# [Urgent Help] Need SSH Command ( Sql Backup)



## rahulw (May 13, 2007)

Hello Mates ,


I want to transfer a huge database (sql ) of 5 GB to other server ( Remote ) , but i do not know how to do it ! and later i want to restore it also on the 1st server after i format it !!

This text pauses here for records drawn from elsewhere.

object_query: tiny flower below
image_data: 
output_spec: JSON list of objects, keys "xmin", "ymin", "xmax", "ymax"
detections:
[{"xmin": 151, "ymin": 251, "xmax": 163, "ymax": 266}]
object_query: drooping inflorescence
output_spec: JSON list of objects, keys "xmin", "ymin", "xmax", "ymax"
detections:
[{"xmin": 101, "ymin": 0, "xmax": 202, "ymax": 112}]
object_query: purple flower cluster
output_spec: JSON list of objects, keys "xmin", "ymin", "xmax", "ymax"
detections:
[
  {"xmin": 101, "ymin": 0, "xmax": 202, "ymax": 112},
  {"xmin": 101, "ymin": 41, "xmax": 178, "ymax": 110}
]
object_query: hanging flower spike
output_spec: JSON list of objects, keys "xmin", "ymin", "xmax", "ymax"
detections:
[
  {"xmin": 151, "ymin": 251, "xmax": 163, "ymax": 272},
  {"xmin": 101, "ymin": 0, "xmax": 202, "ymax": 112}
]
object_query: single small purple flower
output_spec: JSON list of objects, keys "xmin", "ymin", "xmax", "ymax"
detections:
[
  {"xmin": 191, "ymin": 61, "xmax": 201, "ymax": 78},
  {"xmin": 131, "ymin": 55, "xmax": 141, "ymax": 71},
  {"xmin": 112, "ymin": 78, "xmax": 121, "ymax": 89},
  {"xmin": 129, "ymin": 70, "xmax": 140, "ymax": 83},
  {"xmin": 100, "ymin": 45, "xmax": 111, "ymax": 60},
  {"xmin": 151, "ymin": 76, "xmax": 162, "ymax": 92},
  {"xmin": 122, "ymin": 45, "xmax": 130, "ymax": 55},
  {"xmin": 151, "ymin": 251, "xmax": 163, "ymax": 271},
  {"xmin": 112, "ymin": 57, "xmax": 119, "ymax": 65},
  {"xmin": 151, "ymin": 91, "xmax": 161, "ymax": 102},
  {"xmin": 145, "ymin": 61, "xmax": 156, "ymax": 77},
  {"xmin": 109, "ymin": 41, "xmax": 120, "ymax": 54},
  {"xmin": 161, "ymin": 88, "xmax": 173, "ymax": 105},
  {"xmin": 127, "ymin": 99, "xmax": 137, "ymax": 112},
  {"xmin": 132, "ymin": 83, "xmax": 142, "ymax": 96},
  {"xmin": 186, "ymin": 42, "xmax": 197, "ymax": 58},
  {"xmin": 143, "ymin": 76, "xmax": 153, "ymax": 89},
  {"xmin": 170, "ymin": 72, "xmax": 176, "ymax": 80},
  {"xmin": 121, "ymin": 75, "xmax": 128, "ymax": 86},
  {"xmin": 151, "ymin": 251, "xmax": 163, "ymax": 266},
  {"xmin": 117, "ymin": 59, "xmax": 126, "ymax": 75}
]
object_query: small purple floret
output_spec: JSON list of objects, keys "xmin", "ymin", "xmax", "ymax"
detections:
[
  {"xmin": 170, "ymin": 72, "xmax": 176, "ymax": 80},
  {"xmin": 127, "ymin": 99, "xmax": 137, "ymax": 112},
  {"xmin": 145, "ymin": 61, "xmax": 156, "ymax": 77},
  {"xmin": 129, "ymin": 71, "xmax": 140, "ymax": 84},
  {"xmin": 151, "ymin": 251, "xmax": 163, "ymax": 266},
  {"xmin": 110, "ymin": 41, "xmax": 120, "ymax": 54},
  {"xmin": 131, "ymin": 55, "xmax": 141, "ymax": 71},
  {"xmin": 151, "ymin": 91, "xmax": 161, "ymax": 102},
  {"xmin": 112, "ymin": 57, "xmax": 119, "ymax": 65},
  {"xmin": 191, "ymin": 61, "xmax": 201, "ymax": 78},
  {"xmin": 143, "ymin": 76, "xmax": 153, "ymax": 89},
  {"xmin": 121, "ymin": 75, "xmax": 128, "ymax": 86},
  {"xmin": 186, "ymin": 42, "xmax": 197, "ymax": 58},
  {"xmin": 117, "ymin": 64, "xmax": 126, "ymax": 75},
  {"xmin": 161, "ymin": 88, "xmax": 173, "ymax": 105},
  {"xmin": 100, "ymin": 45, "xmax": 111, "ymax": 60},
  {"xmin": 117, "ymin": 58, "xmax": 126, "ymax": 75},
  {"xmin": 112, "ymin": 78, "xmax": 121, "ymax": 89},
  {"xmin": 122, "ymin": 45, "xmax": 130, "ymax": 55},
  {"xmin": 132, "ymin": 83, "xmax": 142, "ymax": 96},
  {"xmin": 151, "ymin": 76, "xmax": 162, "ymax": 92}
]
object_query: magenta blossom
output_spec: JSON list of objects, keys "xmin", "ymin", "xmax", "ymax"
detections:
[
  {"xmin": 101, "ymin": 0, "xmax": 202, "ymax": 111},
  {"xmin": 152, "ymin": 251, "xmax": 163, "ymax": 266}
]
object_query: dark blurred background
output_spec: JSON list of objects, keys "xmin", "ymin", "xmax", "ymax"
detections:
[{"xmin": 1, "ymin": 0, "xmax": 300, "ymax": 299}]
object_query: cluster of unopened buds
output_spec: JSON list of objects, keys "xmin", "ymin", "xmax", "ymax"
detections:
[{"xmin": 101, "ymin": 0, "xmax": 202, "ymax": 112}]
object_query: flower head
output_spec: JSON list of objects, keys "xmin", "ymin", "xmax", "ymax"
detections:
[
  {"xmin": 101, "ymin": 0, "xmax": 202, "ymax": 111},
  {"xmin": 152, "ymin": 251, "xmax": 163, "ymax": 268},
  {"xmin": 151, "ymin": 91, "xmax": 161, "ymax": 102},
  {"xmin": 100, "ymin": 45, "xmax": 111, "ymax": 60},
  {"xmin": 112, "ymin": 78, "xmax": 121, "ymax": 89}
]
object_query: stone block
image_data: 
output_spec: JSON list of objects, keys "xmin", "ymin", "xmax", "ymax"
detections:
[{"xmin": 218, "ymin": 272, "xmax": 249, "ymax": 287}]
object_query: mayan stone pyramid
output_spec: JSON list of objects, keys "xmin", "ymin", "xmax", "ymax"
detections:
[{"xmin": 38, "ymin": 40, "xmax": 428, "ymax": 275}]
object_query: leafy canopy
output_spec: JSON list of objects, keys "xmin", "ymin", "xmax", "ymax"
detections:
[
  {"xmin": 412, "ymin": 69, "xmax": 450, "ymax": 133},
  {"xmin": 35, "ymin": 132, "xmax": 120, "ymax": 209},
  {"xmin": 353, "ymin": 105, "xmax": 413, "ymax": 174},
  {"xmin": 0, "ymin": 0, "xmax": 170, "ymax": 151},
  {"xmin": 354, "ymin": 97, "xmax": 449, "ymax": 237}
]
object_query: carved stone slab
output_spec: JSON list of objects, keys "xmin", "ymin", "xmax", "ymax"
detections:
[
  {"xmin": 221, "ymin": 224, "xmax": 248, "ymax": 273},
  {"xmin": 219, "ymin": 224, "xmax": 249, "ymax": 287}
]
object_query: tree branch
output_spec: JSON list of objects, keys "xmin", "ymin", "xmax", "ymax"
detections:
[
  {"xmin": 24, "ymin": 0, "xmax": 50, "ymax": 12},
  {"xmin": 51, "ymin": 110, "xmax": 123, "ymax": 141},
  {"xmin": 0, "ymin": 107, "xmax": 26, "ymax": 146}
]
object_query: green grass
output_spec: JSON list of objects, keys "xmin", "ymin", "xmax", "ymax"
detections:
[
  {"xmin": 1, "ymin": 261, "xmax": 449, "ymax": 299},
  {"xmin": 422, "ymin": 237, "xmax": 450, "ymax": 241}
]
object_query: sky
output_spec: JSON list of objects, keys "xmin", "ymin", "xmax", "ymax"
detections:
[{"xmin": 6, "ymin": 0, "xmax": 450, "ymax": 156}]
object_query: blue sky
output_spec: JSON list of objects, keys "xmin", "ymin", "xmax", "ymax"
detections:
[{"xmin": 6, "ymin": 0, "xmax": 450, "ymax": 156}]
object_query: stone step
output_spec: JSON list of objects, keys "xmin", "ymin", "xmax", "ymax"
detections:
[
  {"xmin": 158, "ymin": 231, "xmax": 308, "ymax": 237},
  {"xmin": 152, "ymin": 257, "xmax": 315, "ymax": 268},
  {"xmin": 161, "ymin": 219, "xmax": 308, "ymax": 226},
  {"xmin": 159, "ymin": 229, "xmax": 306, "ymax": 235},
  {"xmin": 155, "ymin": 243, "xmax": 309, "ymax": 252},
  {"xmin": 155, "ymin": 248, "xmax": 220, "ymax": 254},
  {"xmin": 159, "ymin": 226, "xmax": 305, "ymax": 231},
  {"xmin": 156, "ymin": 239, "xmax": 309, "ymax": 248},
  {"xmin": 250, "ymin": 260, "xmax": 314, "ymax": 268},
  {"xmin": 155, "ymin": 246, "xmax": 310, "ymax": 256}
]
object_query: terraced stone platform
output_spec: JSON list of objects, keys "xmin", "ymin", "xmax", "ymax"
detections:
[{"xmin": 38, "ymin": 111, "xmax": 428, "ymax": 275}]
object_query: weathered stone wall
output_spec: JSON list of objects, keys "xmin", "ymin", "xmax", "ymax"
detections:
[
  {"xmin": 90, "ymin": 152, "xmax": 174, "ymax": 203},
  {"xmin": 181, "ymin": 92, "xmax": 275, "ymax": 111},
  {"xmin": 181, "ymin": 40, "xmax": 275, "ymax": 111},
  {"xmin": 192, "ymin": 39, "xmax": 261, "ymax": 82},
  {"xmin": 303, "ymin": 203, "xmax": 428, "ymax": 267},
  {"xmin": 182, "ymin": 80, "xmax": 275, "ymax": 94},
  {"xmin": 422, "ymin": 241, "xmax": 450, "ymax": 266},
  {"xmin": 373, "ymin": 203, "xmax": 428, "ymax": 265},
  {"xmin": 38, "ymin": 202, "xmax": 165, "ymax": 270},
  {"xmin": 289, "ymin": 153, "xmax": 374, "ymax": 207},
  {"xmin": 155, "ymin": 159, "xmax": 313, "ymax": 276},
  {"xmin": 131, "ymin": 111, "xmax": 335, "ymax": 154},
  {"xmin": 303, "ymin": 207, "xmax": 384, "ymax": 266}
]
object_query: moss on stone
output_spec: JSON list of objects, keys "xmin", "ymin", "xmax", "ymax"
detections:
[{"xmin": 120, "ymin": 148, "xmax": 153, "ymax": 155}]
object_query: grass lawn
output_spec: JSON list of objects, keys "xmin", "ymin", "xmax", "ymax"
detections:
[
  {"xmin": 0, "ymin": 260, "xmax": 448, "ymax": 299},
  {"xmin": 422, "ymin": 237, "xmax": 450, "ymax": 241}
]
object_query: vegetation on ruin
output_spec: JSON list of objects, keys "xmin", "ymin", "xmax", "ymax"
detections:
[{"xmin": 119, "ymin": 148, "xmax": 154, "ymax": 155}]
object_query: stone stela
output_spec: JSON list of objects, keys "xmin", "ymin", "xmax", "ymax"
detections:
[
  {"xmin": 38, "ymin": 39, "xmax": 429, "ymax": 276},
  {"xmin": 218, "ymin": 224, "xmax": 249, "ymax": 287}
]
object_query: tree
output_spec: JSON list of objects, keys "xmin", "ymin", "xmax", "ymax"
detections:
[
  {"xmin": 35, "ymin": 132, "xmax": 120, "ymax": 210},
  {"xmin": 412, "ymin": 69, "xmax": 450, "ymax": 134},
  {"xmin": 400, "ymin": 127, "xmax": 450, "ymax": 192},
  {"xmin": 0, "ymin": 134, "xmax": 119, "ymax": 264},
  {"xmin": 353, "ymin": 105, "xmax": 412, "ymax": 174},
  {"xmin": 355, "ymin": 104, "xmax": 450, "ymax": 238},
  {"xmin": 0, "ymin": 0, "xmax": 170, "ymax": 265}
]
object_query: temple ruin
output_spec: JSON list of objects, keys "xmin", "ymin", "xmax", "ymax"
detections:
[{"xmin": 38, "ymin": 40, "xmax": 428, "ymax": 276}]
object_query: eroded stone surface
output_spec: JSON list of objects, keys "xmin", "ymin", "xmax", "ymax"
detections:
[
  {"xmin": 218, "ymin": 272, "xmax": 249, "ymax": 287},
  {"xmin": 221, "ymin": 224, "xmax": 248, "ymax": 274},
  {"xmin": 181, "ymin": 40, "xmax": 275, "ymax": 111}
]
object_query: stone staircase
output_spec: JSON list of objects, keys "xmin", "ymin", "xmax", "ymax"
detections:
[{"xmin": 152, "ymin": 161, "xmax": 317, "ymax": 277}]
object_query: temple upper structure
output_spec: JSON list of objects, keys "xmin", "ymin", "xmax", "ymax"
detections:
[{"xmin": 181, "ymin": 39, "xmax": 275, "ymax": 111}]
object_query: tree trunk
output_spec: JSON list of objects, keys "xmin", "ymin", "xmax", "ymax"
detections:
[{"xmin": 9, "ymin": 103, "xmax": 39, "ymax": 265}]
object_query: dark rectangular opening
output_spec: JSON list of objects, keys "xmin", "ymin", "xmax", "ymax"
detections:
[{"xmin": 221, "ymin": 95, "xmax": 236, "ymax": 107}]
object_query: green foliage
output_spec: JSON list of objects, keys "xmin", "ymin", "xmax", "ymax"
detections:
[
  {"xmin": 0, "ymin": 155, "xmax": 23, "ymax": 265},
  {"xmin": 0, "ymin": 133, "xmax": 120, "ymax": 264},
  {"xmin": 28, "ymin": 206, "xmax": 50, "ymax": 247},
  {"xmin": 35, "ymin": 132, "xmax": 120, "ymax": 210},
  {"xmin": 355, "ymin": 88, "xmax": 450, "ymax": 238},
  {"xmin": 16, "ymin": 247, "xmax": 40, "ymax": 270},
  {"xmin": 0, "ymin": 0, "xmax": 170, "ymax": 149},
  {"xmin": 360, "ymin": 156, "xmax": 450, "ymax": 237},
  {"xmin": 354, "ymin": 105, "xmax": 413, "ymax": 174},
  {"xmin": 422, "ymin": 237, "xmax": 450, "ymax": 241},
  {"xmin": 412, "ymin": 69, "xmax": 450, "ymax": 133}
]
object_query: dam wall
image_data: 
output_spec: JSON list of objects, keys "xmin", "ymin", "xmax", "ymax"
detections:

I know how to backup on my own server by using




> mysqldump -q -uxyourdomain -p -hmysql.yourdomain.com xyourdomain_2 >./myfile.txt



But please help me in telling a command which can make MySql backup from DB to another server

and

a command which can restore MySql backup of DB to another server


I think that this was the command which will do the work is
*
mysqldump -f DB -u -p | ssh [email protected] of NEW SERVER "( > /home/user/public_html/test.sql)"*

but i am getting this error 



> mysqldump: Got errno 0 on write
> mysqldump: Got errno 0 on write
> mysqldump: Got errno 0 on write
> mysqldump: Got errno 0 on write
> ...


Please help me asap 



Regards


----------



## rahulw (May 13, 2007)

Topic To Be Closed > No One Alive To Help !


----------



## koala (Mar 27, 2005)

You double posted. There's a reply in http://www.techsupportforum.com/f64/urgent-help-need-ssh-command-sql-backup-156359.html


----------